When filled in with bits and bytes, I cast an interesting shadow.
And closer to the original man than I ever expected.
Long ago, I decided to be overly cautious in what I offered of myself publicly.
I've told readers about fearing for my life while on assignment, breaking down over murdered children, how I felt bad after beating the word thumb wrestling champ in front of his family and even about my vasectomy that didn't quite work.
But every detail shared has been deliberate. And cautious, that I never give away all of me.
But to know what's out there, I requested all the information several large U.S. data brokers had accumulated based on my name, home phone number or computer IP address.
While some consumer records can be chillingly complete, most data collectors barely scratched my surface, making broad or innocuous assumptions through public records and online searches.
Behavioural data provider BlueKai Registry noted several international airports and hotels I had researched. Acxiom Corporation, a Goliath of a marketing technology company with a worldwide reach, underestimated my age, didn't know I was married but noted my family is Christian.
To dig deeper, I asked experts at 9th sphere, a Toronto-based Internet marketing firm specializing in managing online reputations, to investigate me.
For someone who tries to manage his privacy while doing a public job, what they found would amount to a thick file.
In less than 10 hours, they went down the long list of not only assignments in China, Afghanistan, Haiti and England, but in some cases when I landed and when I flew home.
They found the first mention of me online -- a story from 1992.

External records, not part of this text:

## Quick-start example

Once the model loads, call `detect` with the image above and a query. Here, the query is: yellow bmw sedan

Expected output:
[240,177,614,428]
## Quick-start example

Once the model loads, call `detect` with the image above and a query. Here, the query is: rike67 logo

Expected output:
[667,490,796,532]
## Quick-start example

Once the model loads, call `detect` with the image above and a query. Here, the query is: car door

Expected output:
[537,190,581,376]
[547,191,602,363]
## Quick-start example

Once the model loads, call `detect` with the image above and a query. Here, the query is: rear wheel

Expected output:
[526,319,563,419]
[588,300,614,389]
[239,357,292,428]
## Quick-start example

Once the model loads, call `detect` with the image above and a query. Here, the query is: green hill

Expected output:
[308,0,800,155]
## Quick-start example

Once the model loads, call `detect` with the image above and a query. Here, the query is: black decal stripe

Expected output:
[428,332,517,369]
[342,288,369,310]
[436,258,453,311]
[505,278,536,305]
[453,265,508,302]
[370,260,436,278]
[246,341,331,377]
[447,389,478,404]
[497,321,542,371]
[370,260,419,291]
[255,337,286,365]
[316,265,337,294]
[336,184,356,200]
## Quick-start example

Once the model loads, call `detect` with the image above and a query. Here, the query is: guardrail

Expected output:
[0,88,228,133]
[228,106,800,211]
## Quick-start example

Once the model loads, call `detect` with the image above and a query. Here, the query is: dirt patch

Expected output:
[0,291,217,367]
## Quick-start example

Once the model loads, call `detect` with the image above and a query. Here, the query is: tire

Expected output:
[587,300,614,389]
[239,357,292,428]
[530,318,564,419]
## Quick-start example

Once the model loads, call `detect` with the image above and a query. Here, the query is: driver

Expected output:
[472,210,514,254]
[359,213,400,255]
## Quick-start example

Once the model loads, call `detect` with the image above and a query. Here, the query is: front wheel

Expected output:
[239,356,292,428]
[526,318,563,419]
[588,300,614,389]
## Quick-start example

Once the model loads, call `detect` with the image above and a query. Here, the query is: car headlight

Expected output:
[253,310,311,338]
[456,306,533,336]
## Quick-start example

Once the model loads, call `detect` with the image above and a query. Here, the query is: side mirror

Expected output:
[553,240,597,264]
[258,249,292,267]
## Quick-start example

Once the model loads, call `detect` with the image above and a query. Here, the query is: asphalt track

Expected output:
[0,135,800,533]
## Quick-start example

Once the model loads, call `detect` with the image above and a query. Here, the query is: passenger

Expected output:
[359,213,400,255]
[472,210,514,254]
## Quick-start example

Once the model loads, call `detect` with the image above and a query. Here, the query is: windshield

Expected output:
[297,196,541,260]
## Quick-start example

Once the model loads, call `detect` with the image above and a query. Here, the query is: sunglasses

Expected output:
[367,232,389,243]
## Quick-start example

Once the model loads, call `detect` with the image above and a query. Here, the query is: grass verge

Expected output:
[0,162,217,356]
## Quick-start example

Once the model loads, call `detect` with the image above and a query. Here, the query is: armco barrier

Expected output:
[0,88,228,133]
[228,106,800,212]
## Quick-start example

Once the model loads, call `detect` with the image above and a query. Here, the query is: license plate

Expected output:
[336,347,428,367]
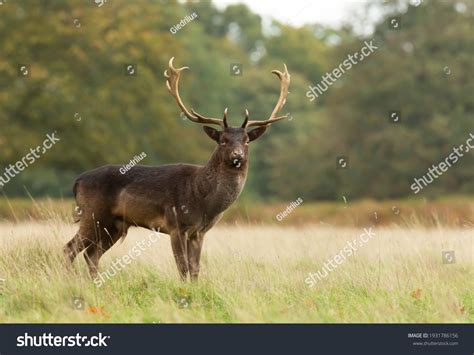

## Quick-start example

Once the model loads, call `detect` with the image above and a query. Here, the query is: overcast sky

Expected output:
[214,0,367,27]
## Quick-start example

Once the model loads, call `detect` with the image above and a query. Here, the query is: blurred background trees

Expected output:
[0,0,474,201]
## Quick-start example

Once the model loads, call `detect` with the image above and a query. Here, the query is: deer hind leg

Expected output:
[84,220,129,279]
[170,230,189,281]
[63,220,94,267]
[187,232,204,281]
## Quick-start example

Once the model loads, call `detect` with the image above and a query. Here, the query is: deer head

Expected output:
[165,57,290,169]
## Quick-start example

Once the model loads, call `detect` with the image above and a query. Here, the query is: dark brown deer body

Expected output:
[64,58,290,280]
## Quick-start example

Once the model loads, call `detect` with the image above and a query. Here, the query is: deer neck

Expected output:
[197,149,248,215]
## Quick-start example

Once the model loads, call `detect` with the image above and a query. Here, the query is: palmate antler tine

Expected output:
[245,64,291,127]
[164,57,227,127]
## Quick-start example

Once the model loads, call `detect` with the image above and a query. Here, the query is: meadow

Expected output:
[0,207,474,323]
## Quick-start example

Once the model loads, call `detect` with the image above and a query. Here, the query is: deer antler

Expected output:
[242,64,290,128]
[165,57,227,127]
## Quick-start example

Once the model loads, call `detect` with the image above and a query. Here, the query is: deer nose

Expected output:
[230,148,244,159]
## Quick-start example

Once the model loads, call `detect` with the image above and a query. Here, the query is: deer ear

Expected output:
[247,126,267,142]
[202,126,221,142]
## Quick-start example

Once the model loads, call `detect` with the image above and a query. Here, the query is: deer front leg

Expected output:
[170,231,189,281]
[188,232,204,281]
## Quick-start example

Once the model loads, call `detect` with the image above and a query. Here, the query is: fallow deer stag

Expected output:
[64,58,290,280]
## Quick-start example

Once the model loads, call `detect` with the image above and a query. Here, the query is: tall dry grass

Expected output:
[0,218,474,322]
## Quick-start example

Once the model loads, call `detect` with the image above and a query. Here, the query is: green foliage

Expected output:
[0,0,474,200]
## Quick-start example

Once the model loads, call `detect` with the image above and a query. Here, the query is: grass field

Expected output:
[0,219,474,323]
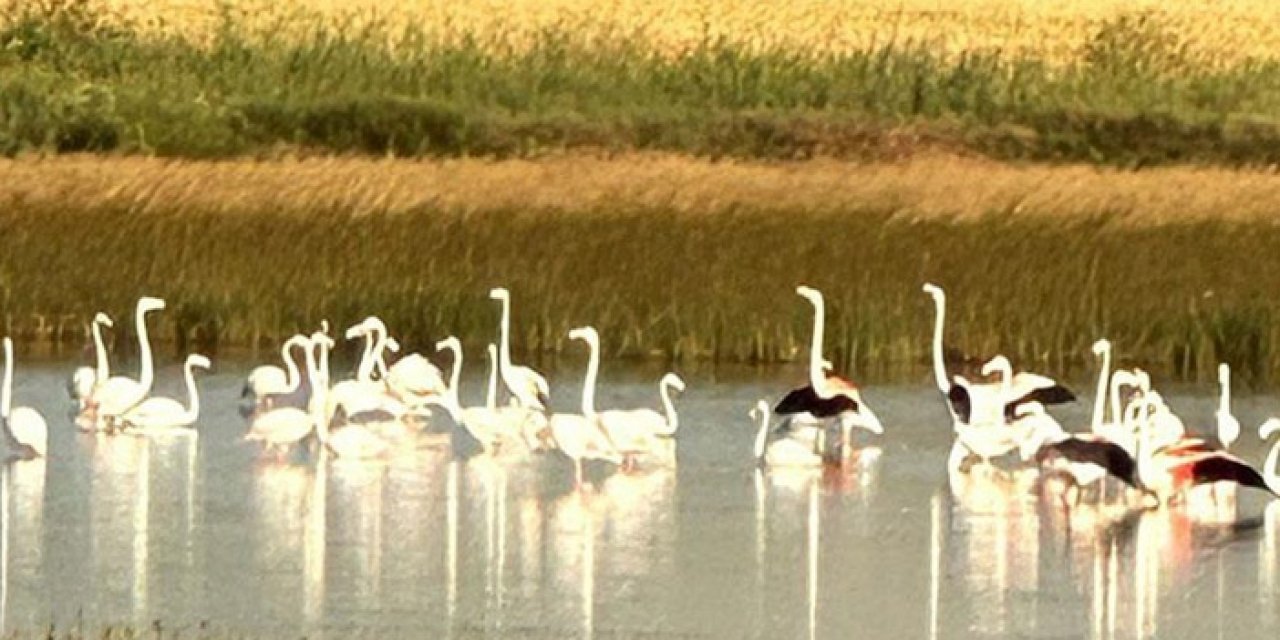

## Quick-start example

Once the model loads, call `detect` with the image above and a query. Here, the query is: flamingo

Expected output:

But it was the private side that was the most telling.
They found my private cell number. They knew where I was born and knew my friends -- and not through Facebook.
They came close to my age and talked about my middle child's prom.
They reminded me of my upcoming 24th wedding anniversary, knew when I graduated and, using my Twitter account, found the cross-streets closest to my home.
Then there was the porn star. They found adult actress Jessica Drake had requested a private conversation with me via Twitter. Don't ask. If it pushes up my street cred, all the better.
They would have found more flesh if given time.
And your file could be thicker than mine.
"You've managed to keep relatively private," says 9th sphere president, Ezra Silverton of my profile. "Most people publish more information about themselves every day."
Canadians are concerned about privacy -- our Leger Marketing poll makes that plain -- yet we all want to be part of the conversation.
Ezra says one theory has the next generation becoming more anonymous -- a wave of ghosts.
But he's not convinced. Not when people still offer up so much so often.
But what's now out there will cause me, on some level, to be more private.
Maybe tomorrow I'll tell you the story of what the porn star wanted.
But today, I'm more inclined to keep certain things to myself.